World's First First And Forgotten All-Female Army, The Amazons: More Than Just Warriors
The Kingdom of Dahomey, today known as Benin, was a West African power that drew comparisons to Sparta. The European world gushed over its army consisting of all female fighters, the Amazons.
When France invaded the Kingdom of Dahomey, over 2000 Amazons died valiantly in battle, with only 50 remaining, the last of the Amazons passing away in the 1970s. The French set up schools in the region, the curriculum never mentioning the Amazons. Many residents of Benin today are not even aware of their history because of this, with many shrines laying in ruin and old training camps turned into sites for catholic churches.
Today, the descendants of the Amazons are sharing their real-life stories in an effort to humanise their vilified and forgotten ancestors.
The warrior who fed hungry children.
Nanlèhoundé Houédanou, 85, speaks at village meetings about her step-grandmother, Nafivovo, the warrior who fixed okra soup for hungry children.
Tall and wiry, she landed in the village of Nangahoué after the war and harvested palm oil for money before marrying Houédanou’s grandfather. “It’s my job to keep her alive,” said Houédanou. “I’m one of the oldest people in this village, so it’s up to me to teach the young people their history.”
Houédanou was a teenager when the Amazon died. Navifovo used to cook for neighbourhood kids. They ran to the house when they were in trouble. “Their parents couldn’t beat them here,” Houédanou said, grinning. “Even before we started talking about ‘human rights,’ Navifovo wouldn’t allow it.”
A proud warrior and mother
Ayebeleyi Dahoui, 72, says her grandmother loved battle. Adana preferred fighting with her hands, she told her grandchildren. The musket took too long to load.
Housework was not for Adana, she’d rather be ambushing an enemy. Tussling with her bare hands, her preferred weapons. Dahoui was about 12 when she first heard the war stories. Adana thought battle imparted life lessons: Be patient. Stay calm. Act deliberately.
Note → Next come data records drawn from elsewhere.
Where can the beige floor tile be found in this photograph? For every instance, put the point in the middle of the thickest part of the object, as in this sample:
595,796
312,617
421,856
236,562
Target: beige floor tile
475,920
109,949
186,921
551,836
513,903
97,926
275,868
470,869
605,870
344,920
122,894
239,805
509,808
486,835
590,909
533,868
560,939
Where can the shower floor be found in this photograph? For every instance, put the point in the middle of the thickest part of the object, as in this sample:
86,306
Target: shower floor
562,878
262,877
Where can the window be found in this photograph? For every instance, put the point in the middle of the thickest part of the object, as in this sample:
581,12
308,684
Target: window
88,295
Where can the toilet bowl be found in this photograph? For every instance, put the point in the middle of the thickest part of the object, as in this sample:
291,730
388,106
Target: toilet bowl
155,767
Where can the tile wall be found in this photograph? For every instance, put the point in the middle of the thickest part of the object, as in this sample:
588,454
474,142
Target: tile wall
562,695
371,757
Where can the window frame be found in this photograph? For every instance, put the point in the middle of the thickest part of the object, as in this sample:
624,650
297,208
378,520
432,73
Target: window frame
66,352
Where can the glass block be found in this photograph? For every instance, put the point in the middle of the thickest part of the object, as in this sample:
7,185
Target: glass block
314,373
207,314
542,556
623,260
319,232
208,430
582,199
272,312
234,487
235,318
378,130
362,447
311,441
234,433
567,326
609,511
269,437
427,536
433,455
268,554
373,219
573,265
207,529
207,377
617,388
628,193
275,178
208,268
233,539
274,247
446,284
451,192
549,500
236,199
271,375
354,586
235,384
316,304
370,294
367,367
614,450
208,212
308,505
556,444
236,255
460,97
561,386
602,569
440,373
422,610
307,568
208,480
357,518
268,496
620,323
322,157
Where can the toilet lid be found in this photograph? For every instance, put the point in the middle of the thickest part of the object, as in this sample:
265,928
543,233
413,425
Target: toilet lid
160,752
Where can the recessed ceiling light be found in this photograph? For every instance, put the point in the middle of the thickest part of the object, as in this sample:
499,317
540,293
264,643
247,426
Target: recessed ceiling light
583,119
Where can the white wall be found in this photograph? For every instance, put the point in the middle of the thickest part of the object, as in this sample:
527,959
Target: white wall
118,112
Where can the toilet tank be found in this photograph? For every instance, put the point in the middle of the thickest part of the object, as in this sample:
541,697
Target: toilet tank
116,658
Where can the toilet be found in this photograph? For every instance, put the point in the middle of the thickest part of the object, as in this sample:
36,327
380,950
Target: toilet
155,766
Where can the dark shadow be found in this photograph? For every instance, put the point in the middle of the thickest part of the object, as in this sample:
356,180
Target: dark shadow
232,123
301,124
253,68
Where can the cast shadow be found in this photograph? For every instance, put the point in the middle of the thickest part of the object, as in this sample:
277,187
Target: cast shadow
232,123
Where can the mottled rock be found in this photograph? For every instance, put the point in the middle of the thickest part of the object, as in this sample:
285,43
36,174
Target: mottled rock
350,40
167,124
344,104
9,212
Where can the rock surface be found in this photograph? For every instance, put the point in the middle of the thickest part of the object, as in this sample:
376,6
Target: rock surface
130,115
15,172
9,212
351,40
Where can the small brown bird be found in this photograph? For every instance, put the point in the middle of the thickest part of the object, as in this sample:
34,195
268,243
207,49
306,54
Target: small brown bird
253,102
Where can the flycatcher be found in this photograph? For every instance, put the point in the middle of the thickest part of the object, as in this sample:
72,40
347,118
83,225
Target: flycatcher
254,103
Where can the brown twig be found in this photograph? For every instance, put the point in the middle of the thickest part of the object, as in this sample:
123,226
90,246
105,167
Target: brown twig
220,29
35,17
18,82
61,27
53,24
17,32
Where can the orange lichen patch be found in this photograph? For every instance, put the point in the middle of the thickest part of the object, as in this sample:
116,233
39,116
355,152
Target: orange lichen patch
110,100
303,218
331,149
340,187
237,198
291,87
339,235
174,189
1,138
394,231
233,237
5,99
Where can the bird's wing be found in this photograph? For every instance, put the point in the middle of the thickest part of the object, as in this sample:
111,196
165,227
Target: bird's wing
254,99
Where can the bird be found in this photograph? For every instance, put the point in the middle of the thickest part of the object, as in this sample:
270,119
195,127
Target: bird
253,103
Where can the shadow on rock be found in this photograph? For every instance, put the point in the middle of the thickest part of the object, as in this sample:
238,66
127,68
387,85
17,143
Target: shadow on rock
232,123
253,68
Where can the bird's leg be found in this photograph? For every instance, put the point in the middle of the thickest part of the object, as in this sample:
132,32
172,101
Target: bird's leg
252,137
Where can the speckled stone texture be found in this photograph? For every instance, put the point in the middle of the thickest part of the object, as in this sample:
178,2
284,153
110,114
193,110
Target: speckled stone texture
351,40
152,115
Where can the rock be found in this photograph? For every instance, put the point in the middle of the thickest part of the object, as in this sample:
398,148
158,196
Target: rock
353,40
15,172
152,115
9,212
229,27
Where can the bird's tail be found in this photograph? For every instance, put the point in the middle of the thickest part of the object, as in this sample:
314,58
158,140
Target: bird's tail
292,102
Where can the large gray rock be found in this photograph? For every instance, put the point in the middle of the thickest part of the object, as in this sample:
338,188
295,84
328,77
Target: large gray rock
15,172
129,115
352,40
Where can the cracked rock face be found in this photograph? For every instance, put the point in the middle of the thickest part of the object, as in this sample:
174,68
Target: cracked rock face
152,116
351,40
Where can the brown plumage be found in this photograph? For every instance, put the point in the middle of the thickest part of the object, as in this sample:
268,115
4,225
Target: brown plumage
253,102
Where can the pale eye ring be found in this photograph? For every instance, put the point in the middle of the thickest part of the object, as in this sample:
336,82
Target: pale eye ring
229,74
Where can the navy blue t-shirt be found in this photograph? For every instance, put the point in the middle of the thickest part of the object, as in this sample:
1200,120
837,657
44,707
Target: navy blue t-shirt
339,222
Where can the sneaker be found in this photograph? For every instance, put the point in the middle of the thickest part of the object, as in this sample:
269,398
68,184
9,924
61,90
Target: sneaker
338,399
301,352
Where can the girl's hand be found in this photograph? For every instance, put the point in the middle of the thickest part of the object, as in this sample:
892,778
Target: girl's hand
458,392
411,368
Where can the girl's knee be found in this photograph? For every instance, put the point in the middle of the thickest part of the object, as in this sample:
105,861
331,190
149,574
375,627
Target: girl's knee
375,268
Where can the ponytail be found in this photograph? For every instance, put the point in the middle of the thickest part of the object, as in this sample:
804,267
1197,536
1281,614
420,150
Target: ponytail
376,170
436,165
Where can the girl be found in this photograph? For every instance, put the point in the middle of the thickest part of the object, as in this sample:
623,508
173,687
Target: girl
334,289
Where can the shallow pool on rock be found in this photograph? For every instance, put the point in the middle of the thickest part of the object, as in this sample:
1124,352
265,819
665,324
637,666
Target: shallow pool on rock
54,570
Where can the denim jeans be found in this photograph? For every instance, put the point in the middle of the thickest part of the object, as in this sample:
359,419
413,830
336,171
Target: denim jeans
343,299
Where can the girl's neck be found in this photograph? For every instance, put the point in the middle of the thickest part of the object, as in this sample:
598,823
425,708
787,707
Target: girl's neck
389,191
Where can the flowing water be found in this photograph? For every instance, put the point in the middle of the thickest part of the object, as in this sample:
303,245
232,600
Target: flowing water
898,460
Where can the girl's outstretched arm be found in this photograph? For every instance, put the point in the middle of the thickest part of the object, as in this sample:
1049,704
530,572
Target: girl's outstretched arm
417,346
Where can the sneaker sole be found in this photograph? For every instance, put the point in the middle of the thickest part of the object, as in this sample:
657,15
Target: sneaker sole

The Amazon taught her grandchildren self-defence. One day when her granddaughter was in the market, a woman attacked Dahoui. Her babies were screaming. So she bashed the foe with a ceramic bowl.
An entrepreneur and inspiration
Dah Djika Dégbo, 73, in the southern Benin village of Detohou. His step-grandmother, Yaketou, was a former Amazon who brought the tobacco crop there after surviving the war.
After surviving the battle with France, Yaketou rejected gender roles. She spurned domestic chores that women normally shouldered to build a crop empire. Yaketou knew where to find the plant for smoking. Her old neighbours in a distant village had it. So off she walked.
“She was very enterprising,” Dégbo said, recalling growing up with pride. Her sack of tobacco seeds turned into a business that employed other women.
These days, the younger women in Dégbo’s orbit have left the village for the capital, seeking better work. He credits Amazon's influence.